With Tyler being unable to donate, that means the search for a new kidney for Seidel is underway.

Seidel said more information on the process those wanting to donate go through can be found online at www.kidneyindiana.org.

“I will never know who applies or who starts the process to give a kidney unless they would tell me,” she said, even though someone may not be a match for her, they may be a match for someone else.

Through all the struggles, Seidel has never lost her positive outlook.

“I just want to be the Miss Jane I was,” she said. “I want that back. I felt so much better after the first transplant. When you give a kidney, you are really giving the gift of life.”

In an effort to help find a donor, Seidel’s graduating class has been working on fundraising and donor education efforts. During the Hatchet-Viking Thanksgiving eve game, purple Hershey Kisses will be sold with proceeds benefiting Seidel and her donor.

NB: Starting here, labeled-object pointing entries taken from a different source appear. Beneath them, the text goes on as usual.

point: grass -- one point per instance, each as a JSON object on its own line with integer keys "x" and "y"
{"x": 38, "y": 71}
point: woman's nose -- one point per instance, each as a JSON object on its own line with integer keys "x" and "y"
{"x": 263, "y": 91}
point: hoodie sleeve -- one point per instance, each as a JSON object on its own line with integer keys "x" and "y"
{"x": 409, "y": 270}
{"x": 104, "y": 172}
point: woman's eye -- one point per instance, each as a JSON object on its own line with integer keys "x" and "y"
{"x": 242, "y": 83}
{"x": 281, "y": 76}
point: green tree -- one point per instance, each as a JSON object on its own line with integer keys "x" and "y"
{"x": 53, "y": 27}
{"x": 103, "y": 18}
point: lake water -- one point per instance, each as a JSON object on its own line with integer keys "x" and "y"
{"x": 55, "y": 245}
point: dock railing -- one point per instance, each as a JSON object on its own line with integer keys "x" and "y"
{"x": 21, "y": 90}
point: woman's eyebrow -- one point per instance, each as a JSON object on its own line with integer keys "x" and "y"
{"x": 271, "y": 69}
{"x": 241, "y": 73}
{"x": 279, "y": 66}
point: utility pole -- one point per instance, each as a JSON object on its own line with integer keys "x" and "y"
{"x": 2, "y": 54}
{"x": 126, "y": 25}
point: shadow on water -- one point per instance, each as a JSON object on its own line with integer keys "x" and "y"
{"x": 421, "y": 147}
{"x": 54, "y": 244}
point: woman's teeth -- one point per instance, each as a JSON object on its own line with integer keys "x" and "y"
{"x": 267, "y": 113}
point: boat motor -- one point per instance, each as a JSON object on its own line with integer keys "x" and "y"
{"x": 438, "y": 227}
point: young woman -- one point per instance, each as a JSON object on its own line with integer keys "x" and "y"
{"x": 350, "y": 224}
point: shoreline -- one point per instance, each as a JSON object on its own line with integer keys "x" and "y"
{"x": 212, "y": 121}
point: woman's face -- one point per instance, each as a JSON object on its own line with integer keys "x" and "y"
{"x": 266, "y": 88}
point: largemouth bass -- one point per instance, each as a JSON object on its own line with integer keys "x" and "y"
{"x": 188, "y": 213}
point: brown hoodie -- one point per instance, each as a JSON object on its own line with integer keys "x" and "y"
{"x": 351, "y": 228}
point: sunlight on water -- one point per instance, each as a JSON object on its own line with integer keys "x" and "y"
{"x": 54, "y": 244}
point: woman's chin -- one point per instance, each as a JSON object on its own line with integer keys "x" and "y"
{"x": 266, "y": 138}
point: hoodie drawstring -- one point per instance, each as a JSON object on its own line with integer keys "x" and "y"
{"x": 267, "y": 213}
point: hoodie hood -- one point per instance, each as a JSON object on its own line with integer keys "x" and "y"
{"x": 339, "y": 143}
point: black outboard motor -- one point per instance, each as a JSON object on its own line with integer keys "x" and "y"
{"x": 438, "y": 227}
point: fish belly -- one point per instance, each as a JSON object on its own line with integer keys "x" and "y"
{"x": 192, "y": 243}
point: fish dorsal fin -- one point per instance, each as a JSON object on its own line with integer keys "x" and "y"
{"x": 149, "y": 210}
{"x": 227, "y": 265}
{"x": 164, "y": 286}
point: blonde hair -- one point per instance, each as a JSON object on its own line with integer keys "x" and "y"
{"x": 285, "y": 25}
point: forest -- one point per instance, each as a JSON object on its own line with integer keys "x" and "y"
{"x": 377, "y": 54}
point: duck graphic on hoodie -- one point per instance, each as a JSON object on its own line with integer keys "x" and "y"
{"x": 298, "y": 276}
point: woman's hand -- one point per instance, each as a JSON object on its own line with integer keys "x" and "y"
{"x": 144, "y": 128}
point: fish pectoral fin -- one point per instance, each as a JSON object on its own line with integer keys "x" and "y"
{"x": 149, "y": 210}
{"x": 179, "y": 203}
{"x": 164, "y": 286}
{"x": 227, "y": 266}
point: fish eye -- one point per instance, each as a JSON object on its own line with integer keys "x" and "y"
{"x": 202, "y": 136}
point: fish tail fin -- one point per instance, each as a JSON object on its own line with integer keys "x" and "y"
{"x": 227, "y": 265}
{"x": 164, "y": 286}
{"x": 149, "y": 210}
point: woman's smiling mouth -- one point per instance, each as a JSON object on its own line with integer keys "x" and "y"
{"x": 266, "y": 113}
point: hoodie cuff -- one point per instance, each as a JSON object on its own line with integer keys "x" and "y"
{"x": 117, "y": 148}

“We know that whoever Jane’s donor ends up being will also have expenses that will need to be covered,” said Susan Rohlman who is helping with the fundraising efforts. “We will also have information on becoming a donor available.”

Rohlman said on Dec. 4, a bake sale will also be held at the Bethel United Methodist Church craft show and vendor fair.

“Jane has given so much to this community. We just want to help her however we can,” said Rohlman who said other fundraisers are also in the works for next year.